À partir du début des années 1740 Pianca mène une carrière itinérante. Après son mariage avec la Française « Giovanna Tribau » (sans doute Jeanne Thibaut ou Thiébaut), en 1742, dans sa ville natale, on le retrouve à Crémone au service du comte Tornielli di Vergano. Il développe sa pratique de la fresque en décorant le grand salon du palais Visconti d’un cycle sur l’histoire de Moïse, avec des allégories des Vertus, ainsi que la villa de Campagnola à Corte de’ Cortesi. C’est probablement à la protection de la famille Tornielli que Pianca doit son installation à Novara, à proximité de leur palais dans la paroisse San Giovanni e Paolo, lui assurant une réussite locale qui lui vaudra le surnom de « Pianca novarese ». Le Martyre de Saint Lucio, peint en 1745 pour l’église Sant’Eufemia, est l’un des points culminants de son oeuvre et lui mériterait une place dans l’histoire de la modernité par sa préfiguration de la peinture romantique : aux antipodes d’une image sacrée, l’action est conçue comme un fait de chronique laïque, un meurtre brutal dans un sous-bois réduit aux proportions d’une vignette dans un paysage à grande échelle.

La mort de son épouse en 1748 met fin à une courte période de félicité; endetté, Pianca reprend la route et s’installe à Milan. S’il ne peut compter sur la solidarité de sa famille, avec laquelle il rompt entre 1757 et 1759, il obtient toujours des commandes pour sa région natale. Sa vie n’est plus documentée que par ses oeuvres au cours de cette dernière période milanaise qui s’achève avec sa mort en 1762.

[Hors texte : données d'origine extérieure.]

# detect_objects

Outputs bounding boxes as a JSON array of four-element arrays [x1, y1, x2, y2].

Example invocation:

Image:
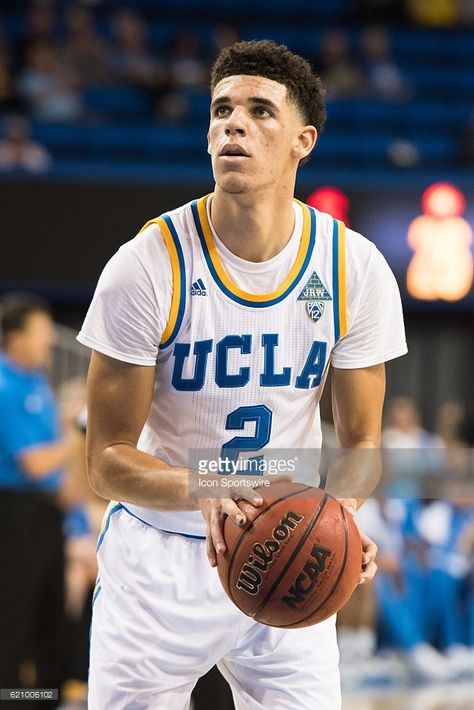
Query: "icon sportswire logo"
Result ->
[[191, 278, 207, 296]]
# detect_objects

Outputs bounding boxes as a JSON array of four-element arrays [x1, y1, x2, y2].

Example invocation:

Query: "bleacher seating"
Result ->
[[0, 1, 473, 186]]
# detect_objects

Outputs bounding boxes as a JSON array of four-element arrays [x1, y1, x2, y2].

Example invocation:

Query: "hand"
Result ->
[[198, 473, 292, 567], [338, 498, 378, 585]]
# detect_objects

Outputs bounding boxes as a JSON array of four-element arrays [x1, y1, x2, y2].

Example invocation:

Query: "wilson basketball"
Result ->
[[217, 481, 362, 628]]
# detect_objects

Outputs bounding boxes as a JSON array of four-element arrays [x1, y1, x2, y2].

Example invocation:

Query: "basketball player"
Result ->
[[78, 40, 407, 709]]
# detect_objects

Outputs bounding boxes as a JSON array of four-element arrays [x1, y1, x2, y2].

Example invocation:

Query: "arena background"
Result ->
[[0, 0, 473, 708]]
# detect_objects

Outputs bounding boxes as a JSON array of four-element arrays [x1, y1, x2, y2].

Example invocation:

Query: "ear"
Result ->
[[207, 129, 211, 155], [291, 126, 318, 162]]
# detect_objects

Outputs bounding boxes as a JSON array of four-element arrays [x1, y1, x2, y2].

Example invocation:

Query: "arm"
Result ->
[[86, 350, 267, 563], [19, 439, 72, 479], [326, 363, 385, 504], [85, 350, 197, 511], [326, 363, 386, 583]]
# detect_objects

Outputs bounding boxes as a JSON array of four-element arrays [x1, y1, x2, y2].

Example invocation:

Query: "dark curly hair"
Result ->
[[210, 39, 326, 137]]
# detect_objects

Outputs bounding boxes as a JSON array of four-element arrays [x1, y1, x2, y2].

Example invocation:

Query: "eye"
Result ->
[[214, 105, 231, 117], [253, 106, 271, 118]]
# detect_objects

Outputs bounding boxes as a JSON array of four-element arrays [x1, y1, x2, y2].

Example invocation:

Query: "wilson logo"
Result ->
[[236, 511, 304, 596]]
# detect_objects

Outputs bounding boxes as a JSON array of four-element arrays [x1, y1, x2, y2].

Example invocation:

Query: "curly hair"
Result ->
[[210, 39, 326, 135]]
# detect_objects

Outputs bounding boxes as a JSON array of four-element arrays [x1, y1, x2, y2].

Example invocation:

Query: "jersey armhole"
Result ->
[[138, 214, 186, 349], [332, 218, 348, 342]]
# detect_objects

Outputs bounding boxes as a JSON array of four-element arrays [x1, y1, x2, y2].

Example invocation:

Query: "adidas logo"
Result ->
[[191, 278, 207, 296]]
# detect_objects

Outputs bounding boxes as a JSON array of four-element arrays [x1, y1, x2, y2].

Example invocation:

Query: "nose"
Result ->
[[225, 106, 246, 136]]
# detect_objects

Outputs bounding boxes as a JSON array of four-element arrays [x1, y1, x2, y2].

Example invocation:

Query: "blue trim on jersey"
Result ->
[[332, 218, 340, 342], [191, 201, 317, 308], [96, 502, 123, 551], [159, 528, 206, 540], [120, 504, 206, 539], [159, 214, 186, 350]]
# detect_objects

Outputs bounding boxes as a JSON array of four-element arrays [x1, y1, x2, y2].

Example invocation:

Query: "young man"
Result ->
[[78, 40, 407, 709]]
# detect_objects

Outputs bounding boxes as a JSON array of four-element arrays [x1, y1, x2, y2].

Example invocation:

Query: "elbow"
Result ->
[[87, 447, 115, 500]]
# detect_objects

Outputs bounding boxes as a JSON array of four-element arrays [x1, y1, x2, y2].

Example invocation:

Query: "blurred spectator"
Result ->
[[210, 23, 240, 60], [0, 114, 51, 173], [60, 6, 113, 87], [0, 293, 76, 703], [357, 496, 458, 681], [436, 400, 469, 449], [361, 27, 411, 101], [405, 0, 459, 27], [382, 397, 444, 497], [17, 40, 83, 122], [158, 29, 209, 122], [416, 491, 474, 674], [168, 30, 208, 90], [15, 0, 57, 71], [383, 397, 443, 449], [315, 30, 367, 99], [110, 9, 166, 90]]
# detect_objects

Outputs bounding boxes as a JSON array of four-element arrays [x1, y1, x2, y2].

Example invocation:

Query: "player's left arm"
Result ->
[[328, 362, 386, 583]]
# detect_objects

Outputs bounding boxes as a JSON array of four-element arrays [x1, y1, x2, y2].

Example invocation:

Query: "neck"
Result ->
[[4, 347, 34, 371], [210, 187, 296, 262]]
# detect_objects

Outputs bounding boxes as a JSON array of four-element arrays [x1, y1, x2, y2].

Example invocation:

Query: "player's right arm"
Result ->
[[86, 350, 197, 510], [86, 350, 264, 534]]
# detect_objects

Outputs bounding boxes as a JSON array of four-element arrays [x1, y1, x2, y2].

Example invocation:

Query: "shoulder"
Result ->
[[126, 198, 197, 258]]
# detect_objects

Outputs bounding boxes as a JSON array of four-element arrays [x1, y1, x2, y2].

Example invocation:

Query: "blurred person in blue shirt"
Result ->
[[0, 293, 74, 707]]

Par son sujet, Moïse défendant les filles de Jethro s’inscrit probablement dans la continuité du cycle peint pour Tornielli en 1742. Comme le montre également l’existence de deux versions de Moïse sauvé des eaux, dont l’une est le pendant potentiel de notre tableau par le format3, l’artiste a prolongé ses recherches dans le champ de la peinture décorative par des tableaux de chevalet, sans doute pour satisfaire la demande que suscite la nouveauté de sa manière façonnée sur le modèle rocaille français, qu’il a pu assimiler au contact des oeuvres produites par Carle van Loo lors de son séjour à la cour de Savoie, dans les années 1730. Mais si Moïse sauvé des eaux répond parfaitement aux critères d’une peinture d’agrément, l’énergie sauvage de Moïse défendant les filles de Jethro en est l’antithèse. La manière barbare d’attaquer la toile,  les formes boursouflées, le rejet de toute forme de grâce, le coloris glauque et peu différencié dans le paysage largement brossé, relèvent d’une sprezzatura toute personnelle, aux antipodes du savoirfaire académique français contemporain. (M.K.)

 

 

 

 

 

1. Filippo Maria Ferro, Giuseppe Antonio Pianca. Pittore Valsesiano del ‘700, Soncino, 2013.
2. Celle-ci est résumée dans l’excellente notice de F. M. Ferro, dans Dizionario Biografico degli Italiani, vol. 83, 2015, consultable sur http://www.treccani.it/enciclopedia/giuseppe-antonio-pianca_ (Dizionario-Biografico).
3. Le tableau catalogué par F. M. Ferro, p. 164, n° 70, fig. XXVIII et XXIX, conservé dans une collection particulière de Soncino, est une version réduite avec variantes du tableau vendu par Auktionshaus Stahl.